And so at Airbnb, I actually saw a demo of DBT, and, immediately, I was like, This would never work at any of the companies I've worked at because there's kind of a built in assumption of being able to fully refresh everything, a lot of inefficiencies, etcetera. And so that's kind of where I got the idea. And why is why open source? Well, I I really do believe in open source. I've been a big fan of open source for many years. I have SQL Cloud, which is a open source SQL parser. I even have a open source board gaming website called 18xx.games. So I love open source.
[00:03:09] Unknown:
Another kind of keyword that was put into the opening description is this idea of DataOps, and that is 1 of those phrases that has be been co opted and overloaded by everyone in industry for their own particular purposes. And I'm wondering if, for the purpose of this conversation, nail down the concepts that you're trying to convey through the use of that term.
[00:03:31] Unknown:
DataOps is just a set of practices that's looking to make data practitioners more productive, have their output be more reliable, and, more accurate. Right? And so SQL mesh is looking to automate that all the way. We're trying to make sure that you can just focus on defining your business logic, and we'll we'll handle the rest. We'll make sure it's correct. It scales. It's reliable. And and so that that that's really all we're trying to do.
[00:04:03] Unknown:
In terms of the existing tool chains, not to pick on DBT too much, but it is kind of the, elephant in the room. I'm curious what are some of the challenges that are posed that prevent this ideal of DataOps given the existing state of the ecosystem?
[00:04:23] Unknown:
So I'll kinda make an analogy here. Right? And, for example, Kron is a very simple tool. Right? In the past, right, a lot of people used to use Kron. And what Kron is can do is it can kind of schedule some particular task and do it for you at some cadence. Right? And that works great if you have a very simple project or or simple requirements. Over time, as you're using Kron and your use case gets more complex, you add in more custom things, more custom scripts. Maybe you need to orchestrate some stuff. Maybe you need if else magic. Right? And so over time, different tools started to come out in the space, for example, like Airflow. Right?

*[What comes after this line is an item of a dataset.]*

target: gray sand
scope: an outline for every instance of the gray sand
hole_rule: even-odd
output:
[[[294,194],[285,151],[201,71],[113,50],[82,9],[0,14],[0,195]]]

And Airflow really specializes in these tasks of orchestrating complex things, etcetera. Right? And so similar to Cron, DBT is very simple. Right? And it's great to use if you have a simple use case. But over time, a lot of people who get in deeper into DBT, deeper into the uses of DBT, start to build a lot of custom scripts in order to handle their use cases. And so I would say that, SQL Mesh is trying to view, like, what airflow is to. Right? It's trying to have a fundamental understanding of those of the transformation space and build from that to make a seamless experience as opposed to just being kind of a simple and, basic orchestrator.
Does that make sense?
[00:06:02] Unknown:
Yeah. It definitely does. And I think in particular, some of the rough edges that have come up with the current state of data engineering with the understanding of that workflow being things like the, quote, unquote, modern data platform where you're using a Fivetran or an or an Airbyte for data integration. You're using probably DBT or some, custom, chain of ETL scripts to manage that transformation flow, and then maybe some sort of BI dashboard or reverse ETL framework for making some use of that data. I think a lot of the challenge is the disjointed flows where there are tools that do help to stitch back together those disparate components into some semblance of a cohesive experience, but, that then adds another layer of complexity of making sure that that tool can understand the different semantics of the underlying processes.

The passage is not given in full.